Facilities
Deposition Equipment
- Perkin-Elmer 2400 Sputtering System
- Manufacturer:
Randex - Operating Instructions
Description
The Randex Model 2400-8SA sputtering system is designed to deposit a wide variety of materials onto substrates such as ceramics, metals, plastics, glass, and semiconductors. The resulting thin films can range in thickness from a few Angstroms up to a fraction of a millimeter. This sputtering system can deposit in sequence up to three different materials onto a single substrate, thereby creating a sandwich-structured film such as multilayer optical interference filters. The system can also be used for ion etching, a process in which material is removed from, rather than deposited on, the substrate.
The Sputtering Process
Sputtering is a momentum transfer process in which atoms from a
cathode/target are driven off or sputtered by bombarding ions.

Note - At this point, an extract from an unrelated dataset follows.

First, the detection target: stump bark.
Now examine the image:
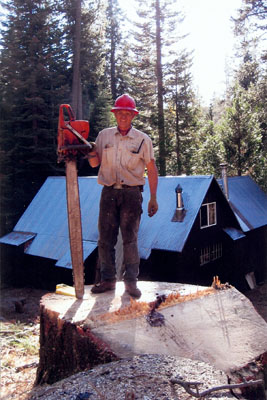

In this process, the momentum of bombarding ions is more important
than their energy. For example, a hydrogen or helium ion accelerated
to 3,000 eV will cause very little sputtering compared to an
ion of argon (which is chemically inert) with the same 3,000
eV energy, simply because the lighter hydrogen or helium ion
has much less momentum. Sputtered atoms travel until they strike
a substrate, where they deposit to form the desired layer. As
individual atoms they are chemically active and readily form
compounds with the ions and atoms of the bombarding gas. For
this reason inert argon is used as the bombarding gas. In some
applications however, a reactive gas is purposely added to argon
so that the deposited film is a chemical compound, and not the
elemental target materials. When argon ions strike the target
their electrical charge is neutralized and they return to the
process as atoms. If the target is an insulator, the neutralization
process results in a positive charge on the target surface. This
charge may reach the level where bombarding ions are repelled
and the sputtering process stops. To continue the process the
polarity must be reversed to attract enough electrons from the
discharge to eliminate surface charge. This periodic reversal
of polarity is done automatically by applying RF voltage onto
the target assembly (hence the term RF sputtering). Of interest
here is the diode rectifier-like behavior of the target and discharge
system. This is caused by the vast difference in mobilities of
ions and electrons; the electrons, which are much lighter, are
attracted in much greater numbers to the target during their
positive half-period of RF voltage than are the heavy ions during
their half-period.
Film types available: Cu, Ti, Ta, W, SiO2, AlSi, Cr, and 7059 glass.